Moins de dix minutes qu'on est là, tout le monde nous dévisage. Les deux nouvelles, des bêtes de foire. Ils se connaissent tous du collège, venant de cette ville ou de ses alentours proches. Une bande de dégénérés consanguins. Mélia et moi, nous venons de bien plus loin. Nous ne sommes pas de la région et notre look, si atypique face à leurs costumes chics, est repérable de loin dans la cour. Certaines langues de vipère diront qu'on fait tâche. Je préfère penser que nous avons une vraie et unique personnalité qui ne rentre pas dans le moule de ces copies mal fagotées. J’entends déjà les remarques à la con et je me retiens difficilement, uniquement à égard à ma sœur adorée. J'ai envie de mordre. Mes yeux et mon visage reflètent ma rage intérieure et doivent me donner une allure patibulaire. Aucun de tous ces crétins ne nous arrive à la cheville. Ils ne connaissent rien de nous. Comment osent-ils nous juger sans savoir. Ce sont eux les pécores ignares. Je voudrais bien la voir changer une roue, la pimbêche manucurée qui se pince le nez pour siffler son venin. Elle ressemble à ma génitrice, ces personnes qui ne font rien d'autre que critiquer les autres dans leur vie. Je serre les dents et mon regard se fait encore plus noir.

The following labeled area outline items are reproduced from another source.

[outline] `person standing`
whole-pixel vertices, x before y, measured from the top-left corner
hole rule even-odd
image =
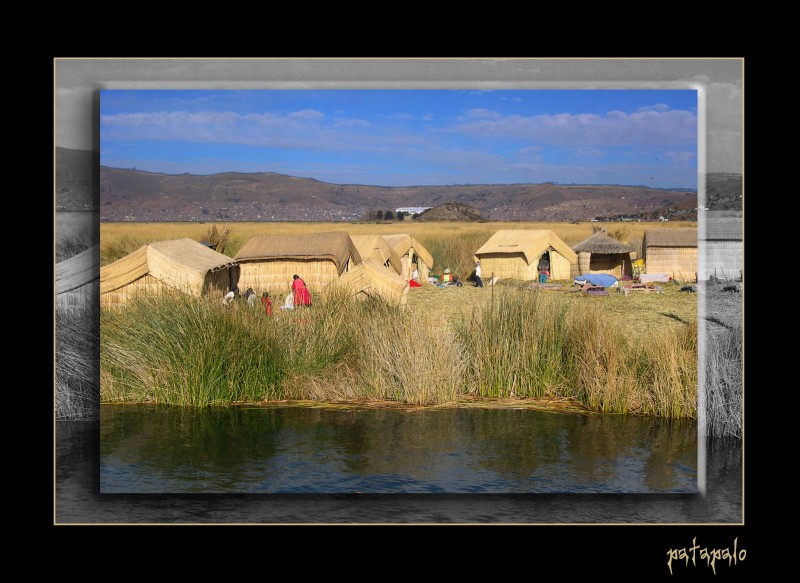
[[[311,294],[306,287],[306,282],[304,282],[299,275],[293,275],[292,279],[292,291],[294,292],[294,305],[295,306],[310,306],[311,305]]]
[[[267,316],[272,315],[272,300],[269,299],[269,293],[264,292],[261,295],[261,303],[264,306],[264,311],[266,312]]]
[[[483,287],[483,280],[481,279],[481,262],[475,262],[475,287]]]
[[[247,288],[247,291],[244,294],[245,299],[247,300],[247,305],[251,308],[256,306],[256,302],[258,298],[256,297],[256,292],[253,290],[252,287]]]
[[[539,283],[547,283],[547,277],[550,275],[550,254],[545,251],[542,258],[539,260]]]

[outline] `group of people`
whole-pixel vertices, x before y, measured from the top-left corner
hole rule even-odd
[[[416,271],[415,271],[415,273],[416,273]],[[454,276],[452,273],[450,273],[450,268],[448,267],[447,269],[444,270],[444,273],[442,274],[442,278],[441,278],[441,281],[439,283],[439,287],[446,287],[446,286],[451,286],[451,285],[455,285],[457,287],[461,287],[464,284],[461,282],[461,278],[458,277],[458,275]],[[475,262],[475,287],[483,287],[483,279],[481,278],[481,262],[480,261],[476,261]]]
[[[244,295],[239,293],[239,288],[234,287],[225,297],[222,298],[222,303],[226,306],[230,305],[234,300],[242,300],[247,302],[250,307],[255,307],[258,304],[258,294],[252,287],[247,288]],[[261,304],[264,306],[264,311],[267,316],[272,315],[272,298],[269,297],[269,292],[261,294]],[[311,306],[311,292],[306,287],[306,282],[299,275],[292,276],[291,291],[286,295],[286,300],[281,306],[282,310],[294,310],[295,306]]]

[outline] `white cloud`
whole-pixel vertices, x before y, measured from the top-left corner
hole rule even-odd
[[[325,117],[325,114],[316,109],[303,109],[300,111],[293,111],[287,115],[290,119],[300,119],[304,121],[319,120]]]
[[[337,119],[333,126],[337,128],[368,128],[371,127],[372,124],[365,119],[352,118]]]
[[[695,158],[697,158],[697,154],[694,152],[686,151],[666,152],[664,155],[676,163],[692,162]]]
[[[669,105],[666,103],[656,103],[655,105],[645,105],[644,107],[640,107],[636,111],[668,111]]]
[[[468,109],[464,112],[464,114],[468,118],[490,118],[490,119],[500,119],[503,115],[497,111],[492,111],[491,109],[486,109],[483,107],[477,109]]]
[[[180,140],[199,143],[239,143],[292,147],[325,137],[313,109],[289,113],[218,111],[158,111],[100,116],[103,140]]]
[[[697,140],[697,115],[685,110],[501,115],[473,109],[448,131],[480,138],[531,140],[575,146],[688,145]]]
[[[591,148],[588,146],[582,146],[575,150],[575,155],[579,158],[602,158],[604,156],[602,150],[598,150],[597,148]]]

Mélia papillonne des cils et fait d’immenses sourires en jouant avec sa robe. Elle tente de bavarder joyeusement en trouvant des choses à complimenter comme un collier ou une coiffure. Quitte à passer pour une idiote, autant se rendre sympathique. Elle discute des dernières modes et de grands couturiers. Elle leur prouve qu'elle en sait bien plus qu'elles en leur clouant le bec avec des mots techniques et des références qu'elles n'ont pas. Les deux méthodes ont des efficacités différentes, mais finalement, le résultat est le même. Les gens cessent de nous dévisager, mal à l’aise. Certains craignent de se prendre une beigne de ma part. Les autres sont gênés d’avoir regardé de façon si intense une jeune fille aussi innocente et gentille. Ou d'être passé pour des idiotes sans culture et sans classe aussi. Bien fait pour ces connes !
Nous ne sommes pas à notre place dans ce lycée. On a clairement chacune de la personnalité par rapport à cette bande de nazes qui se ressemblent tous. Ternes et fades. Des clones à qui on a oublié l'option cerveau. Que fait -on ici ? Nous n'apprendrons rien d'utile et ne rencontrerons pas de personnes intéressantes. Stratégiquement, cet endroit ne nous apportera aucun plus pour notre avenir. Peut-être que les deux abrutis de géniteurs voulaient me faire connaître les joies de la prison avant l'âge. Ils sont persuadés que je suis une future délinquante. Je regrette tellement mon ancien chez moi. Si cela ne tenait qu’à moi, j’aurais déjà opéré un demi-tour. Ou plus précisément, je ne serais jamais partie de chez moi. Je ne suis venue que pour mon double d'amour. Mélia fait bonne figure, elle aime le changement et la nouveauté. Je la sens toutefois fébrile et nerveuse. Je pense qu’elle aussi appréhende ce renouveau.